AP-1 (Fos/Jun) Functions in Physiology and Disease

Title AP-1 (Fos/Jun) Functions in Physiology and Disease
Acronym AP-1-FUN
Website http://cordis.europa.eu/project/rcn/92530_en.html
Start date 2009-11-01
End date 2015-10-31
Sponsor European Research Council - Advanced Grant (ERC-AdG)


Project Description

Our research interests lie in breaking new ground in studying mechanism-based functions of AP-1 (Fos/Jun) in vivo with the aim of obtaining a more global perspective on AP-1 in human physiology and disease/cancer. The unresolved issues regarding the AP-1 subunit composition will be tackled biochemically and genetically in various cell types including bone, liver and skin, the primary organs affected by altered AP-1 activity. I plan to utilize the knowledge gained on AP-1 functions in the mouse and transfer it to human disease. The opportunities here lie in exploiting the knowledge of AP-1 target genes and utilizing this information to interfere with pathways involved in normal physiology and disease/cancer. The past investigations revealed that the functions of AP-1 are an essential node at the crossroads between life and death in different cellular systems. I plan to further exploit our findings and concentrate on utilising better mouse models to define these connections. The emphasis will be on identifying molecular signatures and potential treatments in models for cancer, inflammatory and fibrotic diseases. Exploring genetically modified stem cell-based therapies in murine and human cells is an ongoing challenge I would like to meet in the forthcoming years at the CNIO. In addition, the mouse models will be used for mechanism-driven therapeutic strategies and these studies will be undertaken in collaboration with the Experimental Therapeutics Division and the service units such as the tumor bank.

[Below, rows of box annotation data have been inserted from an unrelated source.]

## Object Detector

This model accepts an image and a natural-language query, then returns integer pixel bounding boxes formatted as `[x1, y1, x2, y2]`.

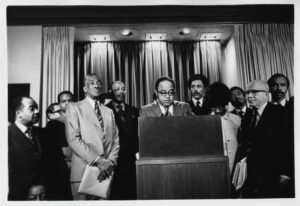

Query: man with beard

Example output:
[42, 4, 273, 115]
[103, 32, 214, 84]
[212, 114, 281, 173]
[8, 96, 43, 200]
[65, 74, 119, 200]
[230, 87, 247, 118]
[106, 81, 139, 200]
[236, 80, 290, 198]
[57, 91, 74, 119]
[188, 74, 210, 115]
[140, 77, 192, 117]
[268, 73, 290, 107]
[268, 73, 295, 197]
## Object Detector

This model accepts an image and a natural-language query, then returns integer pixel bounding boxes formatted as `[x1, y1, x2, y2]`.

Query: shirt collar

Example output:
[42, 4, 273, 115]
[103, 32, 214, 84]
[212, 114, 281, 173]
[86, 96, 101, 109]
[112, 101, 125, 111]
[279, 98, 286, 107]
[234, 105, 247, 114]
[15, 121, 27, 135]
[192, 97, 203, 107]
[257, 102, 268, 116]
[158, 103, 174, 115]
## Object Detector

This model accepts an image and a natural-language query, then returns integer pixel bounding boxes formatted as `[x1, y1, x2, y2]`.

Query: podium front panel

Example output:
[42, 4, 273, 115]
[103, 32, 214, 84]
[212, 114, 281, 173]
[136, 157, 230, 200]
[139, 115, 223, 158]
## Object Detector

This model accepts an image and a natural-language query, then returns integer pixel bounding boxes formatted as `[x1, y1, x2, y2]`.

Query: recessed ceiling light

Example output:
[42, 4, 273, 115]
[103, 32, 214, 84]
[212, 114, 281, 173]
[146, 33, 167, 41]
[122, 29, 132, 36]
[200, 33, 222, 41]
[179, 28, 191, 35]
[89, 34, 110, 41]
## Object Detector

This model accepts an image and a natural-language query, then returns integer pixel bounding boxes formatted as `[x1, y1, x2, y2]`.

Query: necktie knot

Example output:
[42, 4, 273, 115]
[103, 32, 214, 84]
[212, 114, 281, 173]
[164, 107, 171, 117]
[95, 101, 104, 129]
[238, 111, 244, 117]
[25, 127, 32, 139]
[117, 104, 123, 111]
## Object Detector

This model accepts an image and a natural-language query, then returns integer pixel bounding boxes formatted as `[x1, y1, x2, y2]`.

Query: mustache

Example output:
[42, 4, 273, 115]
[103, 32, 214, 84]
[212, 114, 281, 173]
[275, 91, 284, 95]
[193, 92, 200, 95]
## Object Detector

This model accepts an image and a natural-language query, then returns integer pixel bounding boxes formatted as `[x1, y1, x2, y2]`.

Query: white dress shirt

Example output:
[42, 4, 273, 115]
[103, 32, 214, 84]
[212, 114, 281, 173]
[192, 97, 203, 107]
[158, 103, 174, 116]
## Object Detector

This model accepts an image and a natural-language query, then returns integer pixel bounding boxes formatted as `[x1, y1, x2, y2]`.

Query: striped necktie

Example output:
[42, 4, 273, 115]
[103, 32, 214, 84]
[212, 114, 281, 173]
[95, 101, 104, 129]
[164, 107, 171, 117]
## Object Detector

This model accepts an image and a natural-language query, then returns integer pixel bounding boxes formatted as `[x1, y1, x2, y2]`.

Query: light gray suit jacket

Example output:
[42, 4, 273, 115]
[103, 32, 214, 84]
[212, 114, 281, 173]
[140, 101, 192, 117]
[66, 99, 120, 182]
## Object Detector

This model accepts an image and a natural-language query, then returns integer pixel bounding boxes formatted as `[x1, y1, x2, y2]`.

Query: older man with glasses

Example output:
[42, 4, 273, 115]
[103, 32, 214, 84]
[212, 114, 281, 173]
[236, 80, 290, 198]
[140, 77, 192, 117]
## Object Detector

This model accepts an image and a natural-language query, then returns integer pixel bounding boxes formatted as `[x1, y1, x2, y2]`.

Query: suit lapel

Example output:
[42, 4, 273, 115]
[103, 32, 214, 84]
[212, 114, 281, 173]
[13, 124, 41, 152]
[32, 127, 42, 153]
[100, 104, 109, 131]
[256, 103, 271, 129]
[82, 99, 102, 131]
[153, 103, 162, 117]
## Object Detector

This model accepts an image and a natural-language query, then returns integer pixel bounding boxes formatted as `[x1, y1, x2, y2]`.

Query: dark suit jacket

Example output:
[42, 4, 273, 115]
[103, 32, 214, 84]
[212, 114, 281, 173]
[236, 103, 286, 198]
[42, 120, 72, 200]
[140, 101, 192, 117]
[188, 100, 210, 115]
[106, 102, 139, 199]
[8, 124, 43, 200]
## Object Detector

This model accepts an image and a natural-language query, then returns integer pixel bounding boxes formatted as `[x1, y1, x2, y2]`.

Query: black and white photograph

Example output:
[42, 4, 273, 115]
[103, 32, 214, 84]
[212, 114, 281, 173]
[0, 0, 300, 205]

The project proposal is divided into 6 Goals (see also Figure 1): Some are a logical continuation based on previous work with completely new aspects (Goal 1-2), some focussing on in depth molecular analyses of disease models with innovative and unconventional concepts, such as for inflammation and cancer, psoriasis and fibrosis (Goal 3-5). A final section is devoted to mouse and human ES cells and their impact for regenerative medicine in bone diseases and cancer.